Unilateral absent pulmonary artery (UAPA) is a rare congenital anomaly with incidence of 1 in 200,000 individuals. It is usually associated with cardiovascular anomalies like tetralogy of Fallot, atrial septal defect, truncus arteriosus, coarctation of aorta, right aortic arch, patent ductus arteriosus, and supravalvular aortic stenosis. Majority of the patients will be diagnosed early in life, but delayed presentations have been reported in the literature. In most of the patients, systemic collaterals will supply the affected lung, and only in few patients coronary collaterals were observed.

Case Report

A 47-year-old female previously diagnosed as bilateral bronchiectasis was now admitted for worsening of breathlessness with pedal edema and chest pain for the last 1 month. No past history of tuberculosis or pertussis and recurrent respiratory tract infections in the childhood was found. She is mother of three children and pregnancies were uneventful and all her children are healthy. On examination, patient was having cyanosis with body mass index of 21.1 kg/m²; her vitals were stable except decreased oxygen saturation on room air, 82%; with 2 L of supplementation oxygen saturation was improved to 94%, suggesting pulmonary pathology as the cause for cyanosis. Cardiovascular examination revealed palpable P2, grade 2 parasternal heave, Loud P2, and no murmurs. Coarse crepitations were noted in the bilateral lower lung fields.

Electrocardiogram (ECG) showed right axis deviation with mean frontal QRS Complex axis of 120 and T-wave inversions in leads V1-V3, III, and Augmented vector foot (aVF) with occasional ventricular premature complexes (Fig. 1, ECG image). Echocardiography showed dilated right atrium and right ventricle with severe tricuspid regurgitation and severe pulmonary arterial hypertension (PAH). Pulmonary artery branching pattern was not appreciated in the echocardiography because of mediastinal shift and poor echo window.

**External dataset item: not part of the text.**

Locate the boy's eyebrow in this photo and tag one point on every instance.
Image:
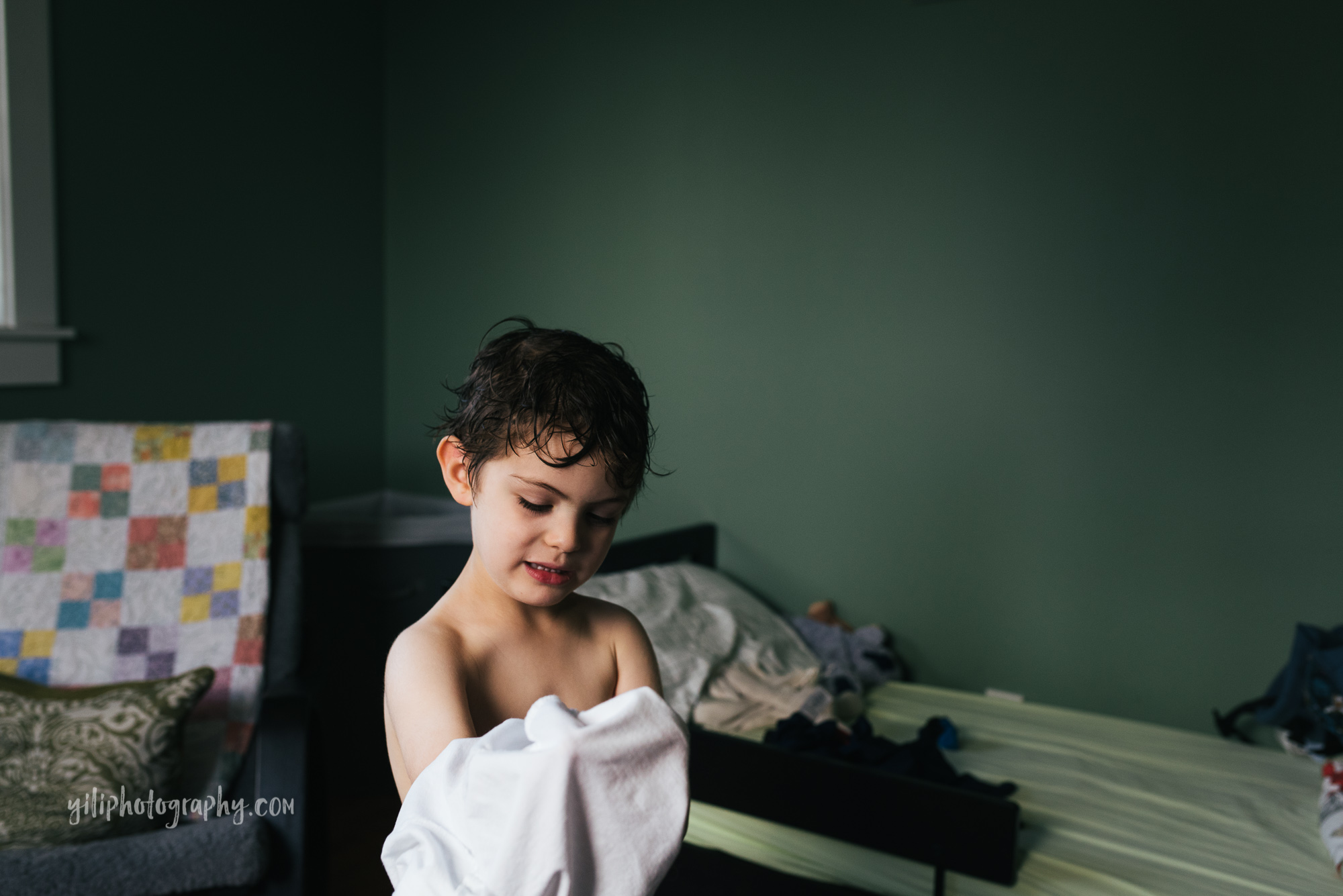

Chest radiograph showed reduced pulmonary vascularity and loss of lung volume on right side with compensatory hyperinflated left lung and shift of mediastinal structures to right side and bronchiectatic features in both lung fields. Pulmonary function test showed severe restrictive pattern and no obstructive component with poor bronchodilator response. Pulmonary function test FEV1/FVC—forced expiratory volume in one second/forced vital capacity—is 75.3 (FEV1 26%) and postbronchodilator FEV1 27%.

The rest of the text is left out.